Il conflitto come motore della storia

Il film si apre con Edu Serra (Óscar Casas), che viene cacciato dal circuito dopo una furiosa lite con il team manager. Un inizio che definisce immediatamente il temperamento del protagonista: Edu ha talento, ma non riesce a governare la propria rabbia e finisce per trasformare il conflitto nella sua principale forza motrice, tanto in pista quanto nella vita. A offrirgli una nuova possibilità è Eli Gusman (Enrique Arce), team leader dell’Aspar Team in Moto2, che gli impone però una condizione: Edu dovrà farsi allenare dall’ex campione del mondo Antonio Belardi (Claudio Santamaria), nonché suo padre.
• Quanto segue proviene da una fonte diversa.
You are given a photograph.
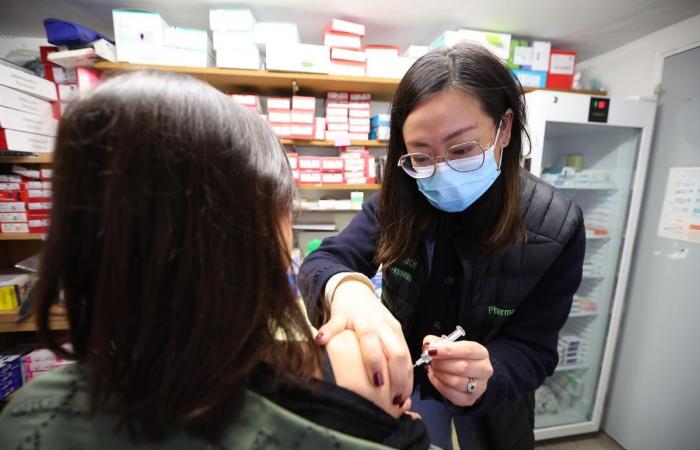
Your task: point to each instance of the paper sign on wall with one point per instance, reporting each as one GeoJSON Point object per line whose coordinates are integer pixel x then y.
{"type": "Point", "coordinates": [680, 216]}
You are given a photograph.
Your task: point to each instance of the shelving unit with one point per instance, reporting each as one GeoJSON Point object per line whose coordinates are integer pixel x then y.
{"type": "Point", "coordinates": [267, 82]}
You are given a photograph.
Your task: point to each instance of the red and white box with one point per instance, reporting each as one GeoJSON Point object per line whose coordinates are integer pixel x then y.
{"type": "Point", "coordinates": [348, 55]}
{"type": "Point", "coordinates": [302, 131]}
{"type": "Point", "coordinates": [26, 142]}
{"type": "Point", "coordinates": [293, 160]}
{"type": "Point", "coordinates": [341, 40]}
{"type": "Point", "coordinates": [250, 101]}
{"type": "Point", "coordinates": [14, 228]}
{"type": "Point", "coordinates": [347, 68]}
{"type": "Point", "coordinates": [282, 130]}
{"type": "Point", "coordinates": [39, 207]}
{"type": "Point", "coordinates": [332, 178]}
{"type": "Point", "coordinates": [309, 177]}
{"type": "Point", "coordinates": [279, 103]}
{"type": "Point", "coordinates": [302, 116]}
{"type": "Point", "coordinates": [341, 97]}
{"type": "Point", "coordinates": [38, 223]}
{"type": "Point", "coordinates": [303, 103]}
{"type": "Point", "coordinates": [364, 129]}
{"type": "Point", "coordinates": [359, 105]}
{"type": "Point", "coordinates": [12, 207]}
{"type": "Point", "coordinates": [309, 163]}
{"type": "Point", "coordinates": [333, 135]}
{"type": "Point", "coordinates": [332, 126]}
{"type": "Point", "coordinates": [335, 119]}
{"type": "Point", "coordinates": [24, 102]}
{"type": "Point", "coordinates": [562, 67]}
{"type": "Point", "coordinates": [67, 92]}
{"type": "Point", "coordinates": [16, 78]}
{"type": "Point", "coordinates": [320, 128]}
{"type": "Point", "coordinates": [14, 217]}
{"type": "Point", "coordinates": [343, 26]}
{"type": "Point", "coordinates": [333, 164]}
{"type": "Point", "coordinates": [12, 119]}
{"type": "Point", "coordinates": [363, 114]}
{"type": "Point", "coordinates": [279, 116]}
Questa collaborazione forzata è causa di ulteriori conflitti; riapre fratture mai sanate e alimenta nuove tensioni, arrivando ad essere d’impedimento anche nella relazione che Edu ha intrapreso con l’affascinante tatuatrice Luna (Anna Mena), l’unica presenza che sembra capace di di far emergere il lato vulnerabile del giovane pilota. Tra appuntamenti rubati, scommesse perse e momenti di dolcezza, Luna si inserisce delicatamente nelle complesse dinamiche della vita di Edu, regalando un tocco romantico a una narrazione che mantiene il suo punto focale sulla pista.
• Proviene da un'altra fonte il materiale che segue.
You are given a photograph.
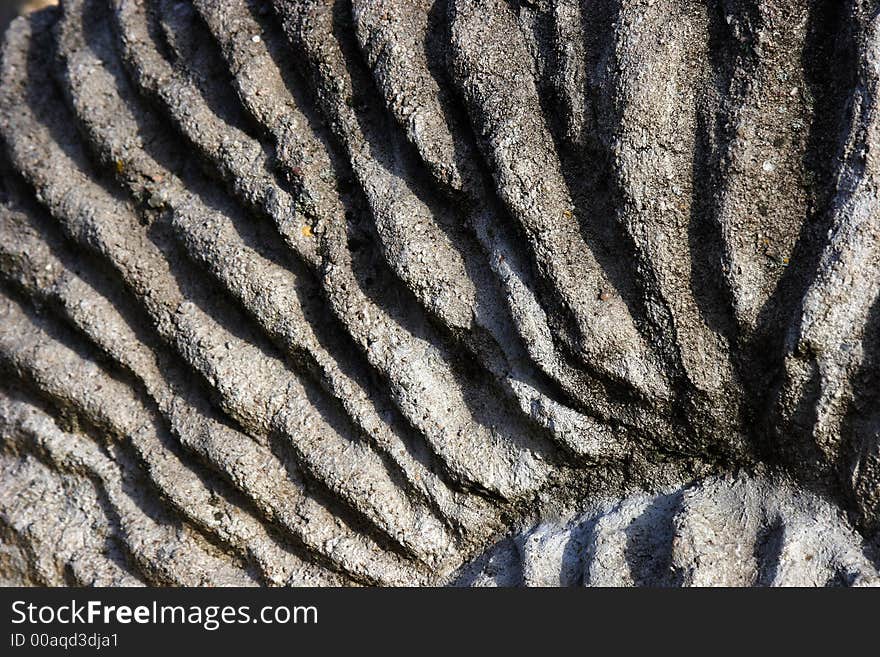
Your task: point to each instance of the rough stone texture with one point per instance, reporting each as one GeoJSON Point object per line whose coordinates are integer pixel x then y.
{"type": "Point", "coordinates": [344, 292]}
Il conflitto, tuttavia, non resta confinato alla dimensione familiare e personale. È in pista che trova la sua espressione più violenta, attraverso la rivalità con gli altri piloti, pronti a provocare e sminuire Edu. Tra questi spicca il compagno di squadra Gianni Baltelli (Saul Nanni), che percepisce immediatamente il talento di Edu come una minaccia. La tensione tra i due cresce fino all’ultima gara del campionato, quando un contatto in pista li porta entrambi fuori dal tracciato, con gravi conseguenze fisiche. Quello che sembra segnare la fine di una carriera si trasforma invece in una possibilità di riscatto, aprendo per Edu la strada verso il sogno coltivato fin da bambino: diventare un pilota di MotoGP.

Il rapporto padre-figlio

Cortesia Warner Bros – Foto di ©Manolo Pavón

Tra i nuclei tematici della pellicola emerge il difficile rapporto tra Edu Serra e suo padre, Andrea Belardi. Ex campione del mondo della MotoGP, Belardi è stato il primo vero idolo di Edu: la figura che ha acceso in lui la passione per la velocità e per la pista, spingendolo a inseguire lo stesso destino sportivo. Ma le cose cambiano quando la carriera di Belardi subisce una svolta drammatica: durante una gara finisce fuori pista insieme ad un giovane pilota che, a causa dello scontro, perde tragicamente la vita. Travolto dal senso di colpa, l’uomo si rifugia nell’alcol e si allontana progressivamente dalla famiglia, lasciando Edu a confrontarsi con un senso di abbandono sempre più difficile da colmare, acuito ulteriormente dalla morte della madre a causa di una malattia.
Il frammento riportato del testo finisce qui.